How the corpus callosum functions in a person with MS
Personally, I envision our CC as the brain’s “transportation grid.” For instance, if you find you have a “pothole” (or lesion) somewhere in your central nervous system, the CC works to detour messages around and away from that damaged area.
That’s one of the things I find so amazing about this organ buried deep inside our skulls. It exists to keep everything working even in the face of damage. For people with MS with healthy, undamaged CC tissue, the organ works even harder, continually rerouting information around damaged areas of the brain.
It’s likely we experience slowdowns in some of our own messaging because the CC must find alternative routes around our lesions and that takes energy. A busy CC, running detours around active disease in the brain, uses a lot of glucose—the brain’s sole fuel—to do so.3
This may explain the fatigue we feel as people living with MS. We’re literally “running out of gas” as the CC works to complete its nonstop tasks. But don’t blame the CC! It’s just doing its job!
This also may be why taking a nap—which helps restore blood glucose—gives us more energy afterward. As we sleep, the CC can continue to do its job with fewer demands, and the body can recuperate some spent energy, allowing the CC to also work more efficiently.

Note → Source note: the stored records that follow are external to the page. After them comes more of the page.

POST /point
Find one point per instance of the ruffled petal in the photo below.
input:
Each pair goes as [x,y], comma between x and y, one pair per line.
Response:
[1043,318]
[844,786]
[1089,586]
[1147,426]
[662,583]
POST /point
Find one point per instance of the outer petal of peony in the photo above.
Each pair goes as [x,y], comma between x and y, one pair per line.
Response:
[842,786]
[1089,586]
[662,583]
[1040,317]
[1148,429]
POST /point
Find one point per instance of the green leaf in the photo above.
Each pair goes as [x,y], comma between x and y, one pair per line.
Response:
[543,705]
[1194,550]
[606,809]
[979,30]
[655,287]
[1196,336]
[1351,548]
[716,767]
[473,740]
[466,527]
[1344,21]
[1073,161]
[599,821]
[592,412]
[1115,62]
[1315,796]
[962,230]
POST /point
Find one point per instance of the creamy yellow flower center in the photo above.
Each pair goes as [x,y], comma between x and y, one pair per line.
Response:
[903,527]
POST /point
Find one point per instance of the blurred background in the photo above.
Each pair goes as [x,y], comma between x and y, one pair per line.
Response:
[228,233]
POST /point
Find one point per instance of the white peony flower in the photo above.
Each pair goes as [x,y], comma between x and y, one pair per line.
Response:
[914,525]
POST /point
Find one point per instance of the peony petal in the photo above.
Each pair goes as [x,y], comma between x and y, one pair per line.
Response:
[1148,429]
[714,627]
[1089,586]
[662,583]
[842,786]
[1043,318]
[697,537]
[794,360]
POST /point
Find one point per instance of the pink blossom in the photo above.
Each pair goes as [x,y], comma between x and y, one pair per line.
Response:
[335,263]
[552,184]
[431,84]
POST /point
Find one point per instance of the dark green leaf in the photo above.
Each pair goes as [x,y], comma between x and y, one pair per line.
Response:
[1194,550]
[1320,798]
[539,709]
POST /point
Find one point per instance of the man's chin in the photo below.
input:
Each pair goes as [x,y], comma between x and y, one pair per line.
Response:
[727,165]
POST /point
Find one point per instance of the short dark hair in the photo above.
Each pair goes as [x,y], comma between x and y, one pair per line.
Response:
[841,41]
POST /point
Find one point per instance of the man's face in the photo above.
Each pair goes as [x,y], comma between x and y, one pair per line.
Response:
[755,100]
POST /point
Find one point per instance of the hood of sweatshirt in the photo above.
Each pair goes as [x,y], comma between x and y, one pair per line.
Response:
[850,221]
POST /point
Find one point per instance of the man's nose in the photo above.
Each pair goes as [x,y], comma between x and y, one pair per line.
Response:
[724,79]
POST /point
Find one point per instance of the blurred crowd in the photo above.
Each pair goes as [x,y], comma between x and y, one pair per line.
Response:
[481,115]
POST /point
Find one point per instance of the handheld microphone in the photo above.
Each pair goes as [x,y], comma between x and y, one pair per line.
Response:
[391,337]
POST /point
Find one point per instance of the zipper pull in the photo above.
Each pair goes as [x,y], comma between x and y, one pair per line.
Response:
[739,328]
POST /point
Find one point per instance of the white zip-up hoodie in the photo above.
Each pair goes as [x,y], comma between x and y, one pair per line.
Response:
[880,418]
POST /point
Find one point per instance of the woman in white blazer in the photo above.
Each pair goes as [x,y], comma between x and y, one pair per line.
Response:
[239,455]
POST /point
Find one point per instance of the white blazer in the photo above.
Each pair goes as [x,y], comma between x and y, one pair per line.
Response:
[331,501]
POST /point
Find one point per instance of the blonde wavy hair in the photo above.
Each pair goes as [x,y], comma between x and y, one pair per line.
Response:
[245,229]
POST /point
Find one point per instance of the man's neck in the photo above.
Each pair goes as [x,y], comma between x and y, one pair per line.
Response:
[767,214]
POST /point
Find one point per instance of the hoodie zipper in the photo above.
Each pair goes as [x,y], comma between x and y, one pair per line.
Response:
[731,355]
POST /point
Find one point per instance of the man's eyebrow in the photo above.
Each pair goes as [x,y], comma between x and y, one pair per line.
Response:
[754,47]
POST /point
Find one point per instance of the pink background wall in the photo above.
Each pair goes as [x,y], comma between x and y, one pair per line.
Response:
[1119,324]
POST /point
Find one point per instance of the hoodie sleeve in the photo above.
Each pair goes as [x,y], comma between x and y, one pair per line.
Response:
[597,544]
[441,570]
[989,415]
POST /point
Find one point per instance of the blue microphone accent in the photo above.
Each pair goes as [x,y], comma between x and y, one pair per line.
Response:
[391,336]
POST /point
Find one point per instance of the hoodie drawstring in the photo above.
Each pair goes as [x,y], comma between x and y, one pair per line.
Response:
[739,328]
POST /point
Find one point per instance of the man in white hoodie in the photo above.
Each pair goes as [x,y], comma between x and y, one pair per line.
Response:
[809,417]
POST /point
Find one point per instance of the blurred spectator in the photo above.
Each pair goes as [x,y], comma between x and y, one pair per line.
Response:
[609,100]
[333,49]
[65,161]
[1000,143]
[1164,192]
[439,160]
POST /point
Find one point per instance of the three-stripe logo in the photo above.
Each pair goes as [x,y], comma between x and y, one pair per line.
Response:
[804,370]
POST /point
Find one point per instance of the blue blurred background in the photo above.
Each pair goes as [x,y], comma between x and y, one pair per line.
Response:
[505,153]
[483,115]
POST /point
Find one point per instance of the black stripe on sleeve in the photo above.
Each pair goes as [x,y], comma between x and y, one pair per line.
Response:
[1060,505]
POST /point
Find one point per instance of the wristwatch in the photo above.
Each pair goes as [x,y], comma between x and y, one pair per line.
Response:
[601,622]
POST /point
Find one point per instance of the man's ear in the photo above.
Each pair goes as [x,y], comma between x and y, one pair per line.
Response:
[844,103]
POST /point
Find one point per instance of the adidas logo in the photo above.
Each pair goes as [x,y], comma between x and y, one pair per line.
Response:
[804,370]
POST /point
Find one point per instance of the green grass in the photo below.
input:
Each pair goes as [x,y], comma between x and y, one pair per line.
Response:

Can the corpus callosum become damaged?
Of course, it can. The most common CC damage occurs during the brain’s development following birth. But MS can come along, the autoimmune thief that it is, and indiscriminately lay down damage on the CC as well. In fact, the CC is one of MS’s favorite targets.4
What happens then? If our neural bridge isn’t functioning because of MS lesions, what can we expect? One study seems to think that both cognitive and physical impairment are, at least in part, influenced by damage to the CC.5
But it appears the biggest concern links to cognitive dysfunction—such as memory problems, reductions in the speed of information processing, attention deficit, and speech issues. Research still needs to work out the details, however, as it’s unclear if lesion load might also shoulder some of the blame.5
At least from a clinical standpoint, evidence of atrophy in CC does help neurologists in distinguishing MS from other kinds of demyelinating diseases—chiefly, neuromyelitis optica spectrum disorders (NMOSD) and acute disseminated encephalomyelitis (ADEM).6
Also, research has found a “statistically significant correlation of future clinical disability (according to EDSS score) with the brain atrophy and corpus callosum atrophy” in another study.7 It turns out that damage to the CC in the first year following onset may be the simplest and most reliable predictor of long-term disability progression.7
This is to say that the CC is still working hard to help us out, even when it’s damaged. Three cheers for the corpus callosum!